A decisão foi adotada por Argentina, Brasil, Paraguai e Uruguai durante reuniões preparatórias da cúpula do bloco, realizada em Assunção, no Paraguai. A proposta foi apresentada pelo Brasil durante sua Presidência Pro Tempore do Mercosul no segundo semestre de 2025.

Segundo o Ministério do Desenvolvimento, Indústria, Comércio e Serviços, a alteração deve diminuir a necessidade de renovações frequentes, acelerar o acesso a insumos e produtos essenciais e tornar o ambiente de negócios mais eficiente.

O mecanismo de desabastecimento é acionado quando um produto não é fabricado no Mercosul ou quando a produção local não atende à demanda das empresas. Nessas situações, os países podem autorizar, por prazo determinado, a redução da alíquota do imposto, geralmente para 0%, permitindo a compra em mercados de fora do bloco.

Esse instrumento é usado principalmente por empresas que dependem de matérias-primas, componentes e outros insumos para manter a produção. Com a nova regra, a vigência das autorizações será ampliada, o que deve reduzir pedidos de renovação e custos administrativos.

A resolução também altera os procedimentos de análise para dar mais agilidade à tramitação dos pedidos. O Mercosul passará a adotar um sistema eletrônico, substituindo etapas manuais por processos digitais.
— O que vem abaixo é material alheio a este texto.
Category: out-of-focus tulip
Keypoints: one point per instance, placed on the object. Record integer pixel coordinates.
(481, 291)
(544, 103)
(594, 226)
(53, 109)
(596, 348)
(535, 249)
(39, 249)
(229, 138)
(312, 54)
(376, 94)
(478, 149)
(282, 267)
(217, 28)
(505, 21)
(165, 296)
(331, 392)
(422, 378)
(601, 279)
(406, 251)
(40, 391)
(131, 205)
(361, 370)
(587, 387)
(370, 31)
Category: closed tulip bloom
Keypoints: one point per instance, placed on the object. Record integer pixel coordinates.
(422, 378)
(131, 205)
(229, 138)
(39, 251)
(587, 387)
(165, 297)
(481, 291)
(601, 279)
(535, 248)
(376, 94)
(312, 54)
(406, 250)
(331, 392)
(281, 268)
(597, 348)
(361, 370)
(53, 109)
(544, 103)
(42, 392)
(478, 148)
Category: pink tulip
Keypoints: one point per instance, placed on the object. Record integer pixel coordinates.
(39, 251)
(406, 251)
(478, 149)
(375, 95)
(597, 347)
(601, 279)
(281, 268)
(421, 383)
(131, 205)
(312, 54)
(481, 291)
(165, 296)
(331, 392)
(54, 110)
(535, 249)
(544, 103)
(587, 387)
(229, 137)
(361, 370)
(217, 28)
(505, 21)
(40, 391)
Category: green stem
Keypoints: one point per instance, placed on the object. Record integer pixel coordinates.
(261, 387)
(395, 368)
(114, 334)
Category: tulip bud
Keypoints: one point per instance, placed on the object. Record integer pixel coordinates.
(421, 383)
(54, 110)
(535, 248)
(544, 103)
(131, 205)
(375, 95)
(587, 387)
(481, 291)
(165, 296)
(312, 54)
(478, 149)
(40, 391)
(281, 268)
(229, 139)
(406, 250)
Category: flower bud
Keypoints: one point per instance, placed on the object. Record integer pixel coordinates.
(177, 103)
A medida substitui a norma em vigor desde 2019 e faz parte da agenda de modernização do bloco. O governo brasileiro aponta como metas a redução da burocracia, a melhoria do ambiente de negócios e o facilitamento do acesso a insumos quando houver falta de oferta interna.

Antes de entrar em vigor, a resolução ainda precisará ser incorporada às normas de cada um dos Estados Partes, de acordo com as regras do Mercosul.